Perhaps more troublesome was Biggs’ disjointed explanation: She seemed not bothered at all by the law itself, which is tremendously generous in what it permits as a valid voter ID, but instead spoke of North Carolina’s “sordid history” when it comes to voter ID law.
She essentially said she doesn’t trust the law because of past transgressions by Republicans, who are in fact guilty of overreaching in this pursuit with a goal to depress the votes of those, primarily minorities, who are most likely to vote in favor of Democratic candidates. She also was troubled by the architects of the law, primarily lawmakers, duly elected we suppose, because of their previous efforts to construct a voter ID law that time and again was determined to be unconstitutional.
Biggs didn’t actually detail what she perceived as flaws in the law itself that presumably would strip some state residents of their right to cast a ballot. We will say again, few things are easier to do than to vote in North Carolina, which offers an extended early voting period, accommodates those who must register at the last minute, and for the foreseeable future does not require any photo ID.
But even if that law were implemented, we are unfamiliar with those who simply cannot find a photo ID with which to cast a ballot. Who are these people? We would love to meet them.

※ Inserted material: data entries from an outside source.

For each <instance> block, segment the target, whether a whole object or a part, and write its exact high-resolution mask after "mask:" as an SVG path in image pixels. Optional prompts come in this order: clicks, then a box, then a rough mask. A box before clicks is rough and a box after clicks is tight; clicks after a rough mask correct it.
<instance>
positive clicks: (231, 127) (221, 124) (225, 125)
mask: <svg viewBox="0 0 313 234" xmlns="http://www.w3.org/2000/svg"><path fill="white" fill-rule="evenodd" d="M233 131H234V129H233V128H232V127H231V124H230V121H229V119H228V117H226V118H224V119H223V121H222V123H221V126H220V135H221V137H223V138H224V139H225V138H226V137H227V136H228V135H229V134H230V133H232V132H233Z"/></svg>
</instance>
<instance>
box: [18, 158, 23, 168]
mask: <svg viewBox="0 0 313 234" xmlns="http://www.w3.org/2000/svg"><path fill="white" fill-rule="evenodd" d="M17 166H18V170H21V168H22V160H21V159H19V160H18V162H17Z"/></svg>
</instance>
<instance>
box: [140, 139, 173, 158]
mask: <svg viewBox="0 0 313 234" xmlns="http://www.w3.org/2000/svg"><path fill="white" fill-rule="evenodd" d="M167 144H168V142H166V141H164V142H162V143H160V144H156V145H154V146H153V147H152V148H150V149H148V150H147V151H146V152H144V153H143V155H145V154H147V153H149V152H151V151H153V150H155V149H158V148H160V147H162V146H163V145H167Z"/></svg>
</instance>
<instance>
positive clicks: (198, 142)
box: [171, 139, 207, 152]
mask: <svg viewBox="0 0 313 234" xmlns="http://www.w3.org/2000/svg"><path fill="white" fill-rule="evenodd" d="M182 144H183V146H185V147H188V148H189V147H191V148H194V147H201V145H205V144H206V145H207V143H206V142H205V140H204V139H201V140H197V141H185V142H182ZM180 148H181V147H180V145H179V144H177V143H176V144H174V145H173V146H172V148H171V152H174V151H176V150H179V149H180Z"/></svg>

The state, under the law, would provide a photo ID for free — and the overwhelmingly majority of people already possess one. Navigating life without a photo ID is what is difficult.
What is required to vote, now and even after a voter ID is established, is the desire to do so. That is what is typically missing when eligible voters sit out elections.
Josh Stein, the state’s Democratic attorney general, said Wednesday he would do his duty and appeal Biggs’ decision, but said he would delay any action until after the March 3 primary, saying that a rush job would just add to the confusion.
So it appears that in North Carolina, the comfort that a photo ID would have provided will be absent yet again for the primary. Elections here are rarely decided by ideas, but instead turn on which candidate has the deepest pocket and can haul the most voters to the polls, who then dutifully do as they are told to do.
That is a practice that would not have been eliminated by the photo ID requirement, but at least would have been inhibited. We all see the local governments that the absence of a voter ID have saddled us with, and we will continue to wonder what might have been had one been implemented.